169 F. Supp. 834 | D. Mass. | 1959
These are actions under § 301 of the Labor Management Relations Act of 1947, 29 U.S.C.A. § 185, to recover damages for an allegedly unlawful strike. Defendant union moves for judgment on the pleadings.
The basic facts, which do not seem to be in dispute, are briefly these. Plaintiffs are motor carriers engaged in interstate transportation of goods. They share the same terminal at Springfield, Massachusetts. Both plaintiffs and defendant were parties to a collective bargaining contract in effect from April 11, 1955, to April 11, 1958. On September 6, 1956, Gay’s Express, Inc. discharged one Rainville, one of its drivers and a member of defendant union, for what it contends was adequate cause. Upon employer’s refusal to reinstate Rainville the union called plaintiff’s remaining employees and the employees of plaintiff Holmes out on strike on September tenth. The strike continued until December 10, 1956.
The collective bargaining agreement contained no express no-strike covenant on the part of the union. It did set up in Article XXI a grievance procedure and provided in Article XXI(d) that:
“Any dispute concerning the .application or interpretation of this Agreement that cannot be adjudicated between the Employer and the Union shall be referred to the General Grievance Committee, the decision of the Committee to be final and binding on both parties.”
Plaintiffs’ contention is that the dispute concerning the propriety of Rain-ville’s discharge was a matter that should have been referred to the General Griev-
Defendant’s motion for judgment on the pleadings is based on its contention that the strike cannot be held to violate the contract in the absence of an express no-strike provision in the agreement. Defendant’s position seems to be that the question of Rainville’s discharge was arbitrable, that is, that the union could have submitted it to the grievance procedure, but that it was not bound to do so but was free to strike to enforce its demands. Defendant’s position cannot be sustained in the light of the decisions in W. L. Mead, Inc. v. International Brotherhood of Teamsters, Local Union No. 25, D.C., 126 F.Supp. 466; Id., D.C., 129 F.Supp. 313, affirmed 1 Cir., 230 F.2d 576, and United Construction Workers v. Haislip Baking Co., 4 Cir., 223 F.2d 872, 876-877. Defendant argues that this case differs from the Mead case in that the contract here does not contain any provision that the grievance procedure shall be the “exclusive” method of settling disputes. The language used here is in effect the same, providing that “Any dispute * * * shall be referred to the General Grievance Committee, the decision of the Committee to be final and binding on both parties.” (Emphasis supplied.) Clearly this must mean that any arbitrable dispute is to be settled by the grievance procedure, and that the union impliedly has agreed not to strike to enforce its own settlement of any such dispute. The quoted provision would lose all sense if it meant only what the union contends, that is, that the union may elect to submit a dispute to the grievance procedure and the employer shall be bound by the decision, but that the union is free to ignore the grievance procedure and resort to a strike whenever it so desires.
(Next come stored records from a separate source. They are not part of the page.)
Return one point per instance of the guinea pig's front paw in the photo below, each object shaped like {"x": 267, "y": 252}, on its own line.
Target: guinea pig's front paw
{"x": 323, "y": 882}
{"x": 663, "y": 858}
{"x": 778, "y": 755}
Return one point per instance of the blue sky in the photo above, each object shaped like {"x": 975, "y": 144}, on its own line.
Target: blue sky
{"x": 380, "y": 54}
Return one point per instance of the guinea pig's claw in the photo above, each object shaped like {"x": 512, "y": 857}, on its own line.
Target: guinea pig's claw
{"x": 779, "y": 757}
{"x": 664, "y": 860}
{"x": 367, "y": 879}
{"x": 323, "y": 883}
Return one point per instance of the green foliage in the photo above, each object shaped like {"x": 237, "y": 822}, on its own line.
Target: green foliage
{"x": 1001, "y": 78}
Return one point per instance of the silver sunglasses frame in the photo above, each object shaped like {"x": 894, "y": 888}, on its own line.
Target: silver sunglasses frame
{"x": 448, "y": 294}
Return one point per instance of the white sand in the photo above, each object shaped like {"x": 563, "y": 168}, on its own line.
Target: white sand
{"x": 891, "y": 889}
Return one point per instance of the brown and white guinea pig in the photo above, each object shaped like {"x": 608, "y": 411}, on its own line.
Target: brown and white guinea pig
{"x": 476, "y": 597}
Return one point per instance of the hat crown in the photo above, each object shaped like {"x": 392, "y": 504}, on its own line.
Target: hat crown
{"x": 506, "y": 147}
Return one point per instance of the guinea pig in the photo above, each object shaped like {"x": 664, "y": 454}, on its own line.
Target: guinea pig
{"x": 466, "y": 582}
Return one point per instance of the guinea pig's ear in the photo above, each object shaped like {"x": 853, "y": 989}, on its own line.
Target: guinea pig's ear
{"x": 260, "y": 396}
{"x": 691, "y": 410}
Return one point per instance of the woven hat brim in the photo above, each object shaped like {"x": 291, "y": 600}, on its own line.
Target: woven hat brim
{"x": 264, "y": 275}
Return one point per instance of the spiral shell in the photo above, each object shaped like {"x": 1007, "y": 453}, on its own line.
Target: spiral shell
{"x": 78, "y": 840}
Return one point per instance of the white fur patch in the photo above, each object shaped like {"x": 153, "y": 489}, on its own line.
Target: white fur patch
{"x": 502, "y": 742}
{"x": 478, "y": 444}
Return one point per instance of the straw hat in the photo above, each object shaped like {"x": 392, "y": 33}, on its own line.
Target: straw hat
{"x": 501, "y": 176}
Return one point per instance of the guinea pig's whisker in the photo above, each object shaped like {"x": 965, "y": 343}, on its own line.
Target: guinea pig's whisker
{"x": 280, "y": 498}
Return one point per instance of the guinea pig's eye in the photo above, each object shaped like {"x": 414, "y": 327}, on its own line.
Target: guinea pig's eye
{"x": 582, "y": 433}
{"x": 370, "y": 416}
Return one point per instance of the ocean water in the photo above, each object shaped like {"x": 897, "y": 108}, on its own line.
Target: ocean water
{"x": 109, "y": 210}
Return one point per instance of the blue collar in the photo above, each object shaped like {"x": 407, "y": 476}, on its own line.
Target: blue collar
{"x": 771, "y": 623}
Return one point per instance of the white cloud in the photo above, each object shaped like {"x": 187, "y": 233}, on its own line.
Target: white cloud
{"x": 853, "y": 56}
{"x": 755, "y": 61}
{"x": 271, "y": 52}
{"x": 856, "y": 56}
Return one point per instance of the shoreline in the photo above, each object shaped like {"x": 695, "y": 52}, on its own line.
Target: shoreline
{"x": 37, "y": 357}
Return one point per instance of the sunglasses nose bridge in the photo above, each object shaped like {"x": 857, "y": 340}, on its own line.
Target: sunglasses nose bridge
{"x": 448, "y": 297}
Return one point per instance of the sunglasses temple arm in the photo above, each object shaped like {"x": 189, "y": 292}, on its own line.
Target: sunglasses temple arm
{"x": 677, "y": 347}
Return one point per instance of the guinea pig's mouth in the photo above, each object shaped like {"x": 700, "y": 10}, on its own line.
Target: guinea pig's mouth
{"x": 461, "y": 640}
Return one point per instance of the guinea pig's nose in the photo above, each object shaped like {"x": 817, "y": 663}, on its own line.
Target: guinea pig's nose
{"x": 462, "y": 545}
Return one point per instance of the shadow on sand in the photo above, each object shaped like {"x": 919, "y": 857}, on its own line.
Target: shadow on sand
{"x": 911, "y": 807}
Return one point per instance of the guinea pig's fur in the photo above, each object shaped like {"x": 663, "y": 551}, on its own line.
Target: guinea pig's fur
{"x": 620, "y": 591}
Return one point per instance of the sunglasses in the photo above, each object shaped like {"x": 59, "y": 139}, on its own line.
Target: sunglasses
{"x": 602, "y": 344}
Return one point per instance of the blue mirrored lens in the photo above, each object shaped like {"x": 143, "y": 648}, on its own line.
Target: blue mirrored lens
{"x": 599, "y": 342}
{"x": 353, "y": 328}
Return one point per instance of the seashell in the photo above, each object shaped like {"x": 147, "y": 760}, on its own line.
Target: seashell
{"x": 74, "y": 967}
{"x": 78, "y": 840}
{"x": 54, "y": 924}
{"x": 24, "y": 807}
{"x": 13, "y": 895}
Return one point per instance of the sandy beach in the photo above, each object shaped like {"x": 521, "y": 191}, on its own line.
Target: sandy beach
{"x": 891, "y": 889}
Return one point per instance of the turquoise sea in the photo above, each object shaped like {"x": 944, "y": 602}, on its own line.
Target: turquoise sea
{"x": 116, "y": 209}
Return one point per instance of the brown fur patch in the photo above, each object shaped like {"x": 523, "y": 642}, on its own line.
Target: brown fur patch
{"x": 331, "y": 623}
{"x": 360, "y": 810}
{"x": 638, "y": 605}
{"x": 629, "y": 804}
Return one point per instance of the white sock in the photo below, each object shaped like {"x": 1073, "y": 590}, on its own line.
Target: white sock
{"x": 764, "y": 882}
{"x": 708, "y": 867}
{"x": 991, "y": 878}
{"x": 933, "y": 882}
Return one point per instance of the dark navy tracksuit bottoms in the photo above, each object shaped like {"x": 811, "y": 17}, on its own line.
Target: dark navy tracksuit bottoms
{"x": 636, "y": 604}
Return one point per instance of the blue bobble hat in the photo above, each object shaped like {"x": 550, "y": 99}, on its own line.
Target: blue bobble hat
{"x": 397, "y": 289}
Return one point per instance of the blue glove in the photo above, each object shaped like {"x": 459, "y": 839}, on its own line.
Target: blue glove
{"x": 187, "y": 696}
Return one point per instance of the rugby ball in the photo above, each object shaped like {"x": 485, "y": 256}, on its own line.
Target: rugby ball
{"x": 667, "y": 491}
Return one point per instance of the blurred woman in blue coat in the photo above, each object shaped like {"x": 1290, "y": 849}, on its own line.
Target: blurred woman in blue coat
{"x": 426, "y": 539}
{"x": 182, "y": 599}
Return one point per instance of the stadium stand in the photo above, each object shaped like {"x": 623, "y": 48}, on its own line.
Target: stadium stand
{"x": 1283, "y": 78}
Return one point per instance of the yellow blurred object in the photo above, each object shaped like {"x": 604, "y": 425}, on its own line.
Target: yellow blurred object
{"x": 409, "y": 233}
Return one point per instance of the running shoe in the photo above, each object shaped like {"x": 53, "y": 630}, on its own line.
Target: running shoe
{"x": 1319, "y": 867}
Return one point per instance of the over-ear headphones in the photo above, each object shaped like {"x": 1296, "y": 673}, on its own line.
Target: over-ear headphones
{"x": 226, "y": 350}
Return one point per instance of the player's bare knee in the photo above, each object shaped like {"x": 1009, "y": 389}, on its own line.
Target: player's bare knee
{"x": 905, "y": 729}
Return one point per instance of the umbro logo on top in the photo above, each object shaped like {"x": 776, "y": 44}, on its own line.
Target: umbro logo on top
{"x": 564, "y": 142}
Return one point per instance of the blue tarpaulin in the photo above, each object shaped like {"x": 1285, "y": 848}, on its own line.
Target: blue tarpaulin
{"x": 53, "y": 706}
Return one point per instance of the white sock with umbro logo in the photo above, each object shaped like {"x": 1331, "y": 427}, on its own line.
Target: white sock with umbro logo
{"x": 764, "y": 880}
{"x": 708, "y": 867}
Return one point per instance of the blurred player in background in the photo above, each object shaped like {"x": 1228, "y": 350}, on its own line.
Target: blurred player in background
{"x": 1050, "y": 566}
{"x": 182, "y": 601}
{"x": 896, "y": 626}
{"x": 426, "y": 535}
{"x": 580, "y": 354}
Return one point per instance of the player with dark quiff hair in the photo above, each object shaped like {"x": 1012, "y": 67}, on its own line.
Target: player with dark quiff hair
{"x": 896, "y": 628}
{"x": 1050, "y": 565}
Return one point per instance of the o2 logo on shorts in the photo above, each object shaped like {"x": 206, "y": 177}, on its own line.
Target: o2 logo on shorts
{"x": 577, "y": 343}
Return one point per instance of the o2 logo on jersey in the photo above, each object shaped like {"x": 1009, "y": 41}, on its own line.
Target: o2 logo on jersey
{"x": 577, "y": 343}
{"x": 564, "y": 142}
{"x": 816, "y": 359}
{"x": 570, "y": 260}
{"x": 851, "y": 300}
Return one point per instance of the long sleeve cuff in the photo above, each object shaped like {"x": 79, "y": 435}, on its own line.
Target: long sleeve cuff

Alternatively, although no formal motion for a stay is before the court, defendant argues for a stay of proceedings on the ground that the plaintiffs’ claim that the strike violated the contract is a dispute which under the contract should be settled by resort to the grievance procedure. Defendant having violated its contract by going on strike and refusing to follow the grievance procedure cannot now contend that plaintiff is barred from asserting its right to recover damages by an action in this court and must refer the question of the strike itself to the grievance procedure. Mead case, supra, 129 F.Supp. at page 315. In any event the question of whether or not the union has committed a major breach of contract by failing to utilize the grievance procedure and striking in violation of its implied agreement not to do so, is not the type of dispute which should be understood as falling within the coverage of the grievance procedure where as here, there is no express provision that the propriety of a strike shall be arbitrable. Hoover Motor Express Co. v. Teamsters, Chauffeurs, Helpers and Taxicab Drivers, Local Union No. 327, 6 Cir., 217 F.2d 49, 53; United Electrical, Radio & Machine Workers of America v. Miller Metal Products, Inc., 4 Cir., 215 F.2d 221, 223; Markel Electric Products, Inc. v. United Electrical, Radio & Machine Workers of America, U. E., 2 Cir., 202 F.2d 435, 437, 438.
Defendant’s motion for judgment on the pleadings is denied.